Christelle Meuris (infectiologue) : "On ne met pas la pression sur les écoles", mais "les chiffres s’emballent et on ne peut pas s’asseoir là-dessus"

Quarantaine, testing…

Écoles et enfants sont-ils soumis à des mesures anti-covid trop lourdes et contraignantes ? En ce moment, des voix s’élèvent pour demander des assouplissements. La dernière en date est Bénédicte Linard. Ce lundi, la ministre de l’Enfance en Fédération Wallonie-Bruxelles a ainsi déclaré qu’il était "temps de relâcher la pression insupportable sur les écoles et les enfants". 

Réunis ce mercredi, les ministres de la Santé du pays ont finalement repoussé la question à la semaine prochaine.
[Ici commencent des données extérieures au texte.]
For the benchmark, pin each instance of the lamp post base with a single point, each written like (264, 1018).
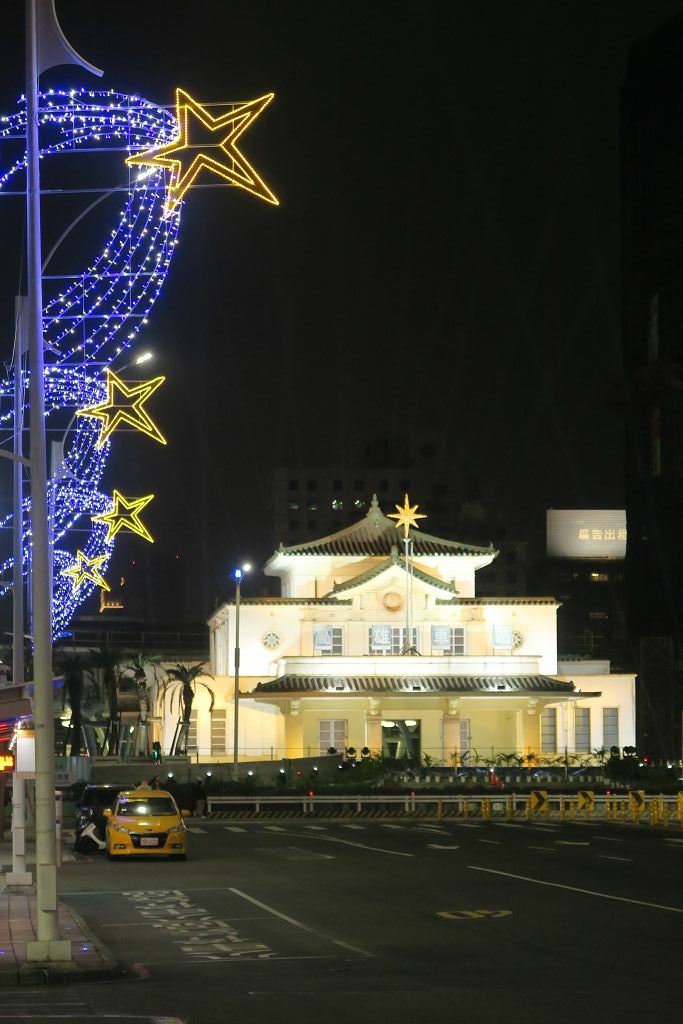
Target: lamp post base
(45, 950)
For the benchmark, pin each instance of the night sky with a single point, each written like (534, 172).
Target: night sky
(445, 254)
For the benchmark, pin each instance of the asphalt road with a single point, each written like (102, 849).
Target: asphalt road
(294, 921)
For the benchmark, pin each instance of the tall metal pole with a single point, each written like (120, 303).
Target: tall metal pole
(47, 945)
(236, 735)
(18, 873)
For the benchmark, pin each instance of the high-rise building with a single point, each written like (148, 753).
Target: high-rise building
(652, 325)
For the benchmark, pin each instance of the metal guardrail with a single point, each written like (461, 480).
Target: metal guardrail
(634, 806)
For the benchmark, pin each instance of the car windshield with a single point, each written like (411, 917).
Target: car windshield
(153, 806)
(98, 798)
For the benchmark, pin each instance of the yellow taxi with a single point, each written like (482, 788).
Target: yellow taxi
(145, 822)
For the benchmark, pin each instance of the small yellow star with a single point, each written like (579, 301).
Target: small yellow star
(87, 568)
(407, 516)
(219, 155)
(125, 515)
(113, 413)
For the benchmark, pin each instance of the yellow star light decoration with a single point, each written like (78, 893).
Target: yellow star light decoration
(125, 515)
(113, 413)
(407, 516)
(87, 568)
(220, 155)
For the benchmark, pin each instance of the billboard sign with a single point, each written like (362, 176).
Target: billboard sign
(586, 532)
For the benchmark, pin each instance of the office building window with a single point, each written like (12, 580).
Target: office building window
(609, 727)
(331, 734)
(447, 639)
(389, 639)
(218, 722)
(582, 730)
(549, 730)
(503, 637)
(328, 640)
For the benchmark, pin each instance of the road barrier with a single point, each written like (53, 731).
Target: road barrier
(632, 807)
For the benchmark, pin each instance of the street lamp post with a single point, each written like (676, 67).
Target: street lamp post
(238, 576)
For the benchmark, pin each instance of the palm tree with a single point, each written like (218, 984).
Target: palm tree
(109, 660)
(138, 663)
(182, 679)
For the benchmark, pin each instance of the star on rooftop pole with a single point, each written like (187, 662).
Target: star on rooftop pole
(87, 568)
(407, 516)
(219, 155)
(113, 413)
(125, 515)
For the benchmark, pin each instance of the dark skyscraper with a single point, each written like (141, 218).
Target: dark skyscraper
(652, 309)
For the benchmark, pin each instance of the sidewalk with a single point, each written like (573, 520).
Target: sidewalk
(90, 960)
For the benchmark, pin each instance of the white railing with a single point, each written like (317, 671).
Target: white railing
(634, 806)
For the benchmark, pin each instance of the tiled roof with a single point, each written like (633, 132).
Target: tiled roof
(473, 601)
(415, 684)
(330, 600)
(377, 570)
(376, 535)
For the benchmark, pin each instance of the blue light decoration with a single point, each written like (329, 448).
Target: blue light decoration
(90, 323)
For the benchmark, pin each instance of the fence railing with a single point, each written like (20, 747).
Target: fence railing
(635, 806)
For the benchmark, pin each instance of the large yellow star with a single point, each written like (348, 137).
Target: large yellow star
(87, 568)
(219, 155)
(125, 515)
(113, 413)
(407, 516)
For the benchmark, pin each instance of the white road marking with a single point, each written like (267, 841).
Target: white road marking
(347, 842)
(574, 889)
(296, 924)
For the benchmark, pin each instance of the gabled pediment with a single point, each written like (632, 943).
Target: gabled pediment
(392, 570)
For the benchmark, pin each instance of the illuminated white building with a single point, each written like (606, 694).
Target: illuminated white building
(326, 665)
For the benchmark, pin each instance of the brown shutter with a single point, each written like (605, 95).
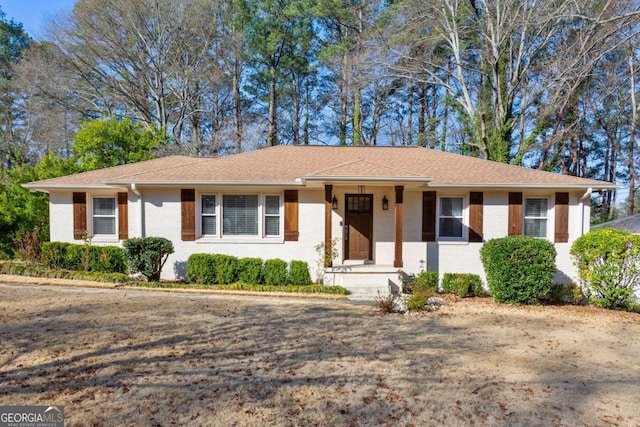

Faut-il assouplir les mesures ? Une récente étude menée en Belgique vient pourtant tout juste de souligner l’importance du tracing dans les écoles.

Après avoir mené des tests covid systématiques chez les enfants, parents et professeurs d’une école liégeoise, l’étude conclut en effet que le rôle des enfants dans la transmission du coronavirus est probablement sous-estimé. "Les enfants ne se contaminent pas moins que les adultes", souligne le Dr Christelle Meuris, auteure de l’étude. "La conclusion est que si la situation devient plus problématique, il faudra améliorer le contact tracing et l’accès aux tests dans les écoles," ajoute-t-elle.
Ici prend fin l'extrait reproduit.